Singh H.,Northcap University
Optics and Lasers in Engineering | Year: 2016
An asymmetric scheme has been proposed for optical double images encryption in the gyrator wavelet transform (GWT) domain. Grayscale and binary images are encrypted separately using double random phase encoding (DRPE) in the GWT domain. Phase masks based on devil's vortex Fresnel Lens (DVFLs) and random phase masks (RPMs) are jointly used in spatial as well as in the Fourier plane. The images to be encrypted are first gyrator transformed and then single-level discrete wavelet transformed (DWT) to decompose LL,HL,LH and HH matrices of approximation, horizontal, vertical and diagonal coefficients. The resulting coefficients from the DWT are multiplied by other RPMs and the results are applied to inverse discrete wavelet transform (IDWT) for obtaining the encrypted images.

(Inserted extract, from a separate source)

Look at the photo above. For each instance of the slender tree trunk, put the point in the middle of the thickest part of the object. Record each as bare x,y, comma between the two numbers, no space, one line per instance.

The images are recovered from their corresponding encrypted images by using the correct parameters of the GWT, DVFL and its digital implementation has been performed using MATLAB 7.6.0 (R2008a). The mother wavelet family, DVFL and gyrator transform orders associated with the GWT are extra keys that cause difficulty to an attacker. Thus, the scheme is more secure as compared to conventional techniques. The efficacy of the proposed scheme is verified by computing mean-squared-error (MSE) between recovered and the original images. The sensitivity of the proposed scheme is verified with encryption parameters and noise attacks. © 2016 Elsevier Ltd.